Our bioeconomy success is strongly based on multidisciplinary research and pioneering investments. To get more with less requires better understanding of knowledge processes and integrating green ICT and the circular economy.

"Cooperation between clusters is a promising way to strengthen Europe’s innovative capacity and attract global attention from investors and innovators"

In the Helsinki area, we are ready to take our regional cluster policy further by exploring connected innovation infrastructures such as 'future internet' experimentation and test bed facilities, 'living labs' and other resources, which are the backbone for 2020-connected innovation ecosystems across Europe.

Turning back to the national cluster programmes of the 90s, the main difference I see today is that regional cluster programmes can capitalise on local knowhow and assets. Development of their interactions at regional level is part of their assets, if not the condition to their success. 

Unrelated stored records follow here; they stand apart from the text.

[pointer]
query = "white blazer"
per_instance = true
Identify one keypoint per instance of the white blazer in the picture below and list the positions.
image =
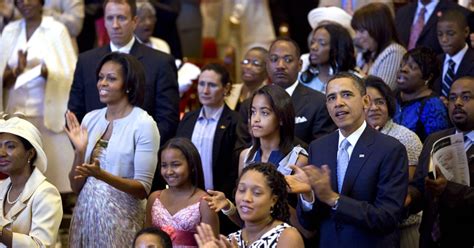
(35, 218)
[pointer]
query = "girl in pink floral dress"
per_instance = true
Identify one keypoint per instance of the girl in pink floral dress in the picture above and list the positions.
(178, 209)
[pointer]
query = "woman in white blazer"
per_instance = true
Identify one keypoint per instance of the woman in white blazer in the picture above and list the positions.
(30, 207)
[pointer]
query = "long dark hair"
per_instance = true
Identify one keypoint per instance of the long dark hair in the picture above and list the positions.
(341, 51)
(191, 154)
(283, 108)
(277, 183)
(133, 75)
(377, 19)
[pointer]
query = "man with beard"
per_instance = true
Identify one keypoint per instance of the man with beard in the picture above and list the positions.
(448, 216)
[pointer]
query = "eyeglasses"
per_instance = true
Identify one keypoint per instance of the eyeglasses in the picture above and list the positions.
(379, 102)
(287, 59)
(254, 62)
(464, 98)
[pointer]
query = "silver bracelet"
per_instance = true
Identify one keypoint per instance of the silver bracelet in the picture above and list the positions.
(232, 209)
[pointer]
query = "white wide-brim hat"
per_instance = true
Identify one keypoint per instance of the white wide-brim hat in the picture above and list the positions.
(29, 132)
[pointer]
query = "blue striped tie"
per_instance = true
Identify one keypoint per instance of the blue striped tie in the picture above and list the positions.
(342, 162)
(448, 78)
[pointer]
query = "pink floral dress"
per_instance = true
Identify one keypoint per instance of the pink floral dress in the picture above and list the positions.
(181, 226)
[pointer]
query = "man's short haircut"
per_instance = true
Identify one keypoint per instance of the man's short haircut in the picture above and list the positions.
(378, 84)
(289, 40)
(259, 49)
(131, 3)
(356, 80)
(163, 236)
(455, 16)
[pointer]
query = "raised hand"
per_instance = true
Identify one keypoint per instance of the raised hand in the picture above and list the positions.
(205, 238)
(320, 179)
(298, 181)
(438, 185)
(77, 134)
(216, 200)
(88, 170)
(21, 62)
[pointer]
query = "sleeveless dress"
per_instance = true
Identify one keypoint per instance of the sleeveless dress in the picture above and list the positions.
(117, 216)
(280, 160)
(267, 240)
(181, 226)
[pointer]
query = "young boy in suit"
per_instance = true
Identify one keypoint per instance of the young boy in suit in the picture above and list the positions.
(458, 59)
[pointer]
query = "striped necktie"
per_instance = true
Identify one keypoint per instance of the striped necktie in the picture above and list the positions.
(448, 78)
(342, 162)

However, this is not enough as regional clusters must press for national and international cooperation. Policies and tools can be developed that connect networks that are linked with the same product, but in different cities, regions and countries.

The Horizon 2020 funded action entitled 'Cluster facilitated projects for new industrial value chains' will provide €24.9m to fund projects that involve clusters in defining new industrial value chains to support European growth.

While such financial support should be welcomed, the EU should also actively promote cooperation between financial instruments for innovation to facilitate investment in major projects involving several regions from different European countries via clusters. 

The CoR is also placing emphasis on supporting initiatives, which are based on extensive new public-private collaborative concepts and which integrate traditional investments with innovative jobs and growth businesses, through the European fund for strategic investments.

Clusters can be key delivery instruments for both national and regional smart specialisation strategies. The level of government best suited to initiate, implement or fund a policy depends on the governance framework in the region or country, as well as the nature of the policy.

However, there is an economic rationale for all levels of government (local, regional, national and in some cases supranational) to support such policies and for them to be delivered in the spirit of multilevel governance.